In which case, why are you using expensive, way over-spec. CF cloth to cover it? The practice in England is to make the buck out of pretty much anything to hand, chicken wire (mesh) plywood, etc., covered with automotive bodyfiller (cheap polyester/clay mix). The (production) Voyager buck was bodyfiller over PU foam for instance. Once the female moulds are done the buck is usually scrap, being fragile and heavy. A lighter, more robust, one-piece, GRP male can be taken out of the female mould (before the panel breaks and flanges are added), if needed.

I kinda suspect that this is the actual bodywork? That would explain the CF, although my supplier (Matrix Mouldings in Bristol) suggests that epoxy/glass is the best cost/effective option, with the cost of CF making it a high-end option where ultimate strength trumps everything else. Most of the strength/weight imnprovement avaiable in GRP comes from using Epoxy resin (they tell me). Part of the problem with CF is it's very unfriendly collapse state - splinters basically.

Go on, tell us more!

Re: Puzzled

Royce, indeed ...the CF is the outerskin of the bodywork. I just made this Monsterbike to show off a bit. ;) I need to promote my firm a bit, don't i.
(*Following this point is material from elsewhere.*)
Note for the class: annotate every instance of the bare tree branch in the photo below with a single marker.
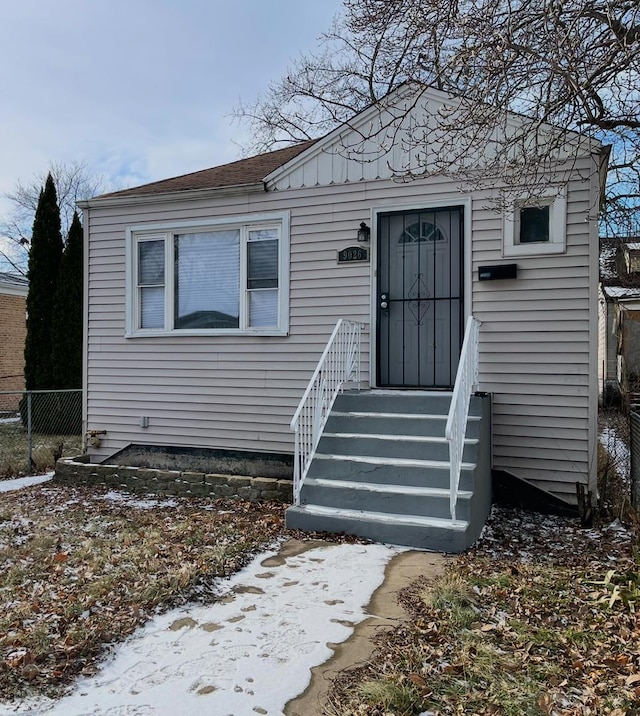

As i never knew if there would be any interest in my work i planned to make a single prototype and safe on money by not making female moulds. I hope to catch attention with my design. If it works fine, i plan to make negative moulds, but ...i would redo the shaping a bit to my new experiences with this prototype.

All i can say now is that i might have done a bad decision by making no female moulds ...even for a single prototype. The body will not be as good as it could. And i need to work now with a body that is vertical. Not easy to place reinforcements when the work goes vertical. In a female mould which lays horizontal all is much easier. Anyway ...a good lesson learned.


I think it makes complete sense to do one-offs as you are. It's exactly what I'm doing and for the same reasons, to save money and time on a prototype. If it works you can always take female moulds off it.

I'm impressed by the CF surface layup. It's a challenge to get a perfect, clean layup with a transparent resin!

The (French) Sicomin epoxy resin I use doesn't run off vertical surfaces, It's stickly enough to layup onto an underside surface with no risk of peel, no liquid phase during cure. It is transparent but I do all the surface finishing in an lightweight (epoxy/glass bubble mix) filler, so the glass layup is not visible.